Site plan courtesy City of Fayetteville (enlarge)
A site plan submitted to the city shows a variety of housing options and several commercial uses across the property.
While the current movie screen at the north end of the site would be replaced with residential units, the site plan does show a smaller outdoor movie screen on the southeast corner of the land next to an 805-seat cinema with a beer garden.

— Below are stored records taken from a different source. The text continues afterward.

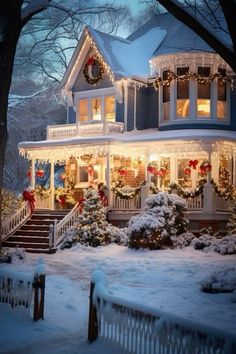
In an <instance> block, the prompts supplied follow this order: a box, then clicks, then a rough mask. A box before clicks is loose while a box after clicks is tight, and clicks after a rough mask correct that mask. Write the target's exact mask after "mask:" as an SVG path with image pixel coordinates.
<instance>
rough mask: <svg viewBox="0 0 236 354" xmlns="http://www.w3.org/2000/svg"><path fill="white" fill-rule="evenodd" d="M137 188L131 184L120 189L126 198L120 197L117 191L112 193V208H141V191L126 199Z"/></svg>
mask: <svg viewBox="0 0 236 354" xmlns="http://www.w3.org/2000/svg"><path fill="white" fill-rule="evenodd" d="M135 189H136V188H131V187H129V186H125V187H123V188H120V189H119V190H120V191H121V192H122V194H123V195H124V198H120V197H119V196H117V195H116V194H115V193H112V207H111V208H112V209H113V210H140V208H141V193H140V192H139V193H138V194H137V195H135V196H134V197H133V198H132V199H128V198H127V199H126V198H125V195H127V197H128V196H129V195H132V193H133V192H134V191H135Z"/></svg>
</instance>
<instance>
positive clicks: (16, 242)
mask: <svg viewBox="0 0 236 354" xmlns="http://www.w3.org/2000/svg"><path fill="white" fill-rule="evenodd" d="M9 240H10V242H16V243H19V242H35V243H41V242H42V243H46V242H49V237H40V236H26V235H19V236H15V235H13V236H11V238H10V239H9Z"/></svg>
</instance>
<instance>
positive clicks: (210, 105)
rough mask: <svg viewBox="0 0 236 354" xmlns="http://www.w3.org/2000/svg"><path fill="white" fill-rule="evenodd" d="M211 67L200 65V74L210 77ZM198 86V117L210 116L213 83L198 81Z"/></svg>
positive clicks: (210, 110) (207, 117)
mask: <svg viewBox="0 0 236 354" xmlns="http://www.w3.org/2000/svg"><path fill="white" fill-rule="evenodd" d="M210 74H211V68H210V67H201V66H200V67H198V75H200V76H201V77H204V78H205V77H206V78H207V77H209V76H210ZM197 85H198V87H197V117H200V118H201V117H204V118H210V115H211V83H210V82H209V83H201V82H198V84H197Z"/></svg>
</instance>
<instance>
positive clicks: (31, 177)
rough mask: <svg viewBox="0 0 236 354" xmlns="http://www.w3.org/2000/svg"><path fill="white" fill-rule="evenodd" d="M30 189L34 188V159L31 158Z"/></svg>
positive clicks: (32, 188)
mask: <svg viewBox="0 0 236 354" xmlns="http://www.w3.org/2000/svg"><path fill="white" fill-rule="evenodd" d="M30 187H31V189H35V159H32V160H31V181H30Z"/></svg>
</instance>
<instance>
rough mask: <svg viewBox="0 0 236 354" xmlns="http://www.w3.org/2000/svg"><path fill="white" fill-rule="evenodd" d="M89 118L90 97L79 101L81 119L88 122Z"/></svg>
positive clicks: (83, 120)
mask: <svg viewBox="0 0 236 354" xmlns="http://www.w3.org/2000/svg"><path fill="white" fill-rule="evenodd" d="M88 119H89V114H88V99H84V100H80V101H79V121H80V122H86V121H87V120H88Z"/></svg>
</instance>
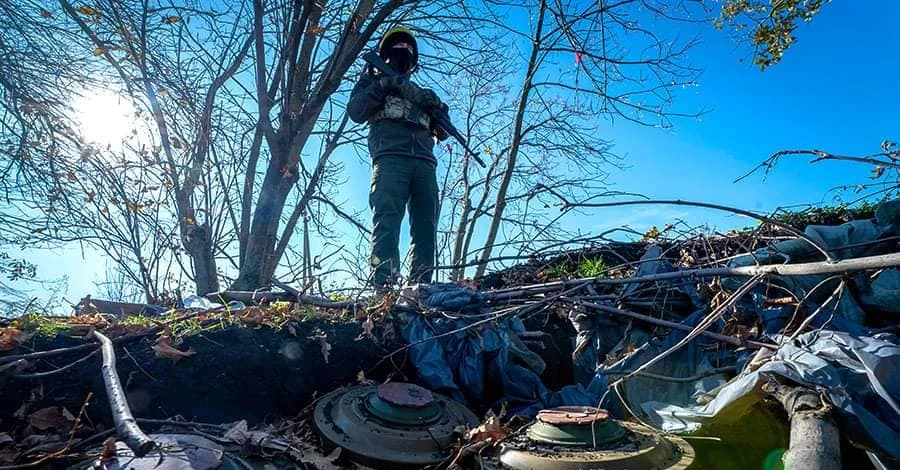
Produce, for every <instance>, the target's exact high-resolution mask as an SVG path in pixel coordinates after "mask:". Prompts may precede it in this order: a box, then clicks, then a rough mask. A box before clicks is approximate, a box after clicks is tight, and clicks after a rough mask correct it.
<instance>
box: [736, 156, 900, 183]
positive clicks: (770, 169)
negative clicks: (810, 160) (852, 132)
mask: <svg viewBox="0 0 900 470" xmlns="http://www.w3.org/2000/svg"><path fill="white" fill-rule="evenodd" d="M785 155H811V156H814V157H816V158H813V159H812V160H811V161H810V163H816V162H820V161H822V160H843V161H847V162H856V163H866V164H868V165H875V166H882V167H885V168H894V169H897V170H900V163H897V157H898V156H900V154H898V153H897V151H896V150H894V151H892V152H882V153H876V154H874V155H870V156H868V157H852V156H847V155H834V154H831V153H828V152H825V151H822V150H817V149H812V150H782V151H780V152H775V153H774V154H772V156H771V157H769V158H767V159H766V160H765V161H764V162H762V163H760V164H759V165H757V166H756V167H755V168H753V169H752V170H750V171H749V172H748V173H747V174H745V175H744V176H741V177H740V178H738V179H736V180H734V182H735V183H737V182H738V181H741V180H743V179H744V178H746V177H748V176H750V175H752V174H753V173H756V171H757V170H759V169H760V168H765V171H764V173H763V174H764V175H768V174H769V172H770V171H772V168H775V165H776V164H777V163H778V160H779V159H780V158H781V157H783V156H785ZM875 157H887V158H890V161H887V160H879V159H878V158H875Z"/></svg>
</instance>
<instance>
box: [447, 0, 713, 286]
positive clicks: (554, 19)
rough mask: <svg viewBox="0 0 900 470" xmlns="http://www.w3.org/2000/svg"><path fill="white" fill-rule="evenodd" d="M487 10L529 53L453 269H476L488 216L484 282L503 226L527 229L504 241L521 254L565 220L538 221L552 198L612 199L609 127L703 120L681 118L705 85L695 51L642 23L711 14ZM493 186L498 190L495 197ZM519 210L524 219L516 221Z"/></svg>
mask: <svg viewBox="0 0 900 470" xmlns="http://www.w3.org/2000/svg"><path fill="white" fill-rule="evenodd" d="M487 7H488V8H487V16H488V17H489V18H492V19H493V21H494V24H497V25H500V26H499V27H501V28H503V29H504V31H505V32H506V33H508V34H507V36H508V37H510V38H511V39H512V43H511V44H509V48H510V49H512V50H517V51H520V54H509V55H508V56H511V59H510V60H514V61H515V62H514V65H513V67H512V68H513V69H514V70H519V71H520V72H519V74H517V75H515V80H514V81H513V82H512V83H514V84H515V88H513V89H511V90H510V93H512V94H513V97H512V98H511V99H510V100H509V101H508V103H509V106H511V111H510V112H509V114H508V121H507V122H506V123H505V125H506V127H505V128H503V131H502V132H500V133H497V134H496V135H494V136H492V137H491V139H490V143H489V144H488V145H490V146H491V147H492V152H491V154H492V157H493V161H492V163H491V166H490V168H489V169H488V171H487V174H486V175H485V177H484V180H483V181H484V185H483V187H484V188H485V190H484V191H482V194H481V201H480V202H479V203H478V204H477V205H476V206H474V208H473V209H471V210H470V212H471V215H470V216H469V217H468V226H469V229H468V230H464V232H466V234H465V239H464V240H463V241H462V242H459V241H458V240H457V243H456V244H458V245H461V246H462V247H463V248H464V249H463V250H456V251H457V252H458V253H459V254H458V255H454V257H453V261H454V263H456V264H463V265H466V264H468V263H467V258H468V256H469V254H470V252H469V250H468V246H469V243H470V242H471V240H472V239H473V238H474V237H473V233H474V231H475V228H476V224H477V222H478V220H477V219H478V217H480V216H482V215H487V216H488V218H489V222H488V226H487V233H486V235H485V236H484V241H483V242H482V243H481V248H480V250H477V252H476V253H477V257H478V265H477V269H476V271H475V276H476V277H478V276H481V275H483V274H484V271H485V269H486V267H487V264H488V262H489V261H490V260H491V256H492V254H493V253H494V250H495V248H496V247H498V245H500V243H498V242H499V239H498V235H499V234H500V231H501V228H502V227H504V224H508V225H511V226H518V227H519V228H520V230H518V231H517V232H516V233H515V234H512V235H509V234H508V235H507V236H505V237H504V238H505V240H504V241H503V244H506V245H507V246H513V245H515V246H517V247H518V248H519V249H520V250H521V248H522V247H525V246H533V245H534V243H535V242H536V241H537V239H539V238H541V237H543V236H544V235H546V234H547V231H548V230H549V228H547V226H548V223H549V224H550V225H551V226H552V225H553V222H555V221H556V220H558V216H557V217H554V218H552V219H549V220H548V219H546V218H544V219H541V218H540V217H534V215H535V213H540V212H541V208H542V207H543V205H545V204H549V202H548V201H549V199H547V197H548V196H550V195H551V191H563V192H566V193H567V194H568V196H569V197H570V198H574V199H587V198H591V197H598V196H603V195H605V194H608V193H607V192H606V191H605V189H604V188H603V184H602V183H603V180H604V177H605V175H606V172H607V171H608V169H609V168H610V166H611V165H614V164H615V160H616V158H615V156H614V155H613V154H611V152H610V149H611V148H610V144H609V142H608V141H606V140H605V139H603V138H602V135H603V127H602V126H603V124H604V122H605V121H606V120H609V119H612V118H616V117H618V118H621V119H625V120H628V121H631V122H634V123H638V124H641V125H652V126H660V127H670V126H671V125H672V121H671V120H672V119H674V118H676V117H685V116H694V115H696V114H695V113H681V112H677V111H675V110H673V109H672V105H673V100H674V94H675V91H676V90H677V89H680V88H682V87H686V86H691V85H693V84H694V81H695V80H696V78H697V76H698V75H699V70H698V69H696V68H693V67H691V66H690V65H689V64H688V63H687V62H686V60H685V53H686V52H687V50H688V49H689V48H690V47H692V46H693V44H694V41H693V40H686V41H680V40H677V39H663V38H660V37H658V36H657V35H656V34H655V33H654V32H653V29H652V26H651V25H649V24H648V25H646V26H645V25H644V24H642V22H641V21H640V20H641V19H644V18H648V17H650V18H654V19H655V20H659V21H671V22H682V21H685V22H686V21H693V20H689V18H692V17H693V18H702V17H703V16H702V14H700V15H698V12H699V13H702V12H703V11H704V10H703V8H702V4H701V2H677V3H671V2H657V1H649V0H644V1H622V2H607V1H601V2H596V3H592V4H587V5H585V4H580V3H579V2H564V1H561V0H559V1H557V0H544V1H538V2H534V3H529V4H526V5H524V6H521V7H519V8H518V9H516V8H512V7H509V6H508V5H505V4H503V3H501V2H498V3H496V4H494V3H488V5H487ZM511 9H512V10H513V12H512V13H513V14H518V15H520V16H521V15H527V17H528V22H527V23H521V24H522V25H523V26H522V27H520V28H516V27H514V26H511V25H514V24H516V23H514V22H508V21H504V16H503V13H501V12H506V14H510V13H509V10H511ZM648 21H649V20H648ZM476 132H477V131H476ZM493 184H496V188H495V189H491V190H490V191H489V190H488V189H489V188H491V185H493ZM489 193H490V196H488V194H489ZM511 206H512V207H516V206H518V209H519V210H518V211H516V212H514V213H510V212H509V208H510V207H511ZM464 212H465V211H464ZM522 227H527V228H529V229H530V230H525V231H523V230H521V228H522ZM457 233H461V232H460V231H459V230H457ZM455 275H456V276H457V277H458V276H459V275H460V273H459V271H457V272H456V273H455Z"/></svg>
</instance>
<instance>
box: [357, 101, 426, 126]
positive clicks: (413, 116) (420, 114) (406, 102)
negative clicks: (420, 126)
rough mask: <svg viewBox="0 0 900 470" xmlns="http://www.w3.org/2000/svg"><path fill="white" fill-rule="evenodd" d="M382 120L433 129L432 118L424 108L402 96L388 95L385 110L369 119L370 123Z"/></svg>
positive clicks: (380, 111)
mask: <svg viewBox="0 0 900 470" xmlns="http://www.w3.org/2000/svg"><path fill="white" fill-rule="evenodd" d="M382 119H396V120H398V121H406V122H409V123H411V124H415V125H417V126H422V127H424V128H425V129H431V116H429V115H428V114H427V113H425V112H423V111H422V108H420V107H419V106H416V105H415V104H413V102H412V101H409V100H407V99H405V98H402V97H400V96H394V95H388V96H386V97H385V99H384V108H383V109H382V110H381V111H378V112H376V113H375V114H373V115H372V117H371V118H369V122H374V121H380V120H382Z"/></svg>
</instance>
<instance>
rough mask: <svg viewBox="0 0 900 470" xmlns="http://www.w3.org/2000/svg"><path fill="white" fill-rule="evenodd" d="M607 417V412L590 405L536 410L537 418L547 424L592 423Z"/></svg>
mask: <svg viewBox="0 0 900 470" xmlns="http://www.w3.org/2000/svg"><path fill="white" fill-rule="evenodd" d="M608 419H609V412H607V411H606V410H604V409H602V408H595V407H592V406H560V407H557V408H550V409H546V410H541V411H539V412H538V415H537V420H538V421H540V422H542V423H547V424H556V425H562V424H594V423H600V422H603V421H606V420H608Z"/></svg>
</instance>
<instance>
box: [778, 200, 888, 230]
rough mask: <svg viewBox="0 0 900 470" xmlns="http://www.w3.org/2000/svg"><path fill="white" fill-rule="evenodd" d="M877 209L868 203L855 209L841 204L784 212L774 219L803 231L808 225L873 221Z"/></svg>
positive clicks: (866, 202) (837, 223)
mask: <svg viewBox="0 0 900 470" xmlns="http://www.w3.org/2000/svg"><path fill="white" fill-rule="evenodd" d="M876 207H878V206H877V204H870V203H868V202H864V203H862V204H859V205H856V206H853V207H847V206H846V205H844V204H839V205H837V206H824V207H812V208H809V209H806V210H802V211H784V212H780V213H778V214H775V215H774V216H773V217H772V218H773V219H775V220H777V221H779V222H783V223H786V224H790V225H791V226H793V227H797V228H800V229H803V228H805V227H806V226H807V225H840V224H842V223H844V222H849V221H851V220H861V219H871V218H873V217H875V208H876Z"/></svg>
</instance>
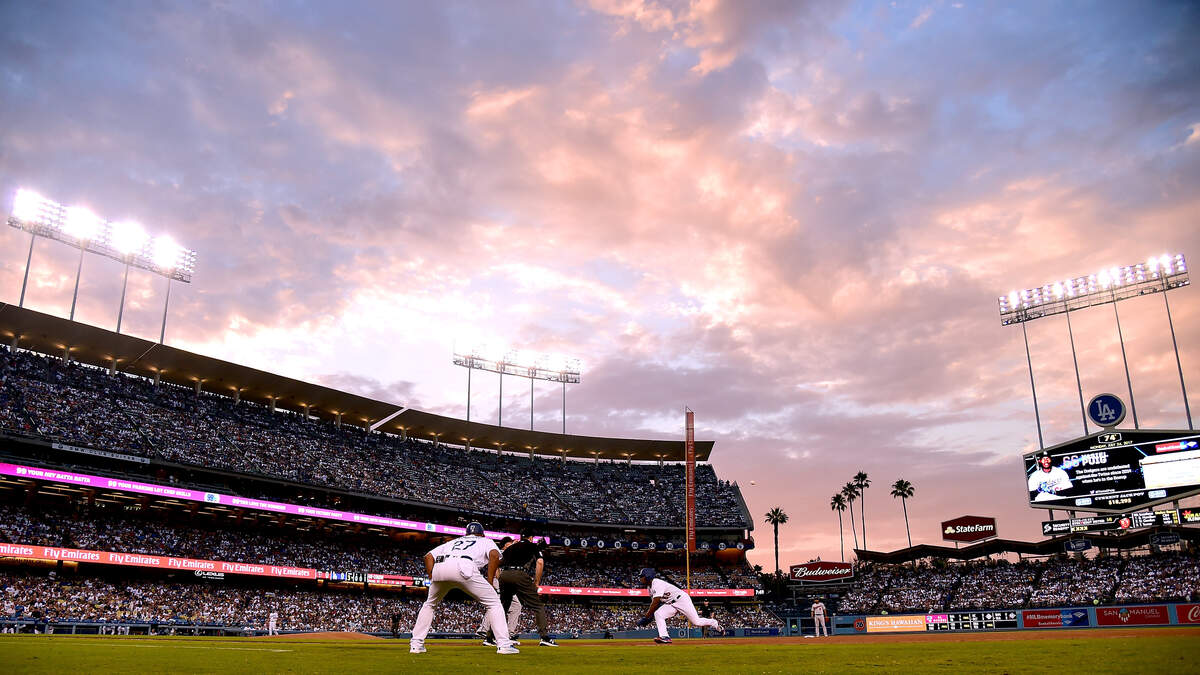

The southwest portion of the site includes a proposed 10,000-square-foot retail or restaurant space with associated parking.
A representative from the 112 Drive-In said the owners do not plan to be involved in the operations of either new cinema space, “but are thrilled with the new prospective owners’ plans for the project and land development.”
The 112 Drive-In is one of three remaining permanent drive-in movie theaters in Arkansas, along with the Kenda Drive-In in Marshall and the Stone Drive-In in Mountain View.
The United Drive-In Theatre Owners Association states there were 318 drive-ins across the U.S. as of September, down from 374 theaters in 2010. The industry has seen a drastic reduction from its heyday in 1958 when there were 4,063 drive-ins in operation, with the hardest hits coming from 1978-1988 when over 1,000 screens closed.
Closures of drive-ins, the association says, are commonly due to land value increases that make selling for redevelopment attractive financially, especially for aging owners who wish to retire, who have difficulty obtaining first-run films, and who face increasing competition from other entertainment options.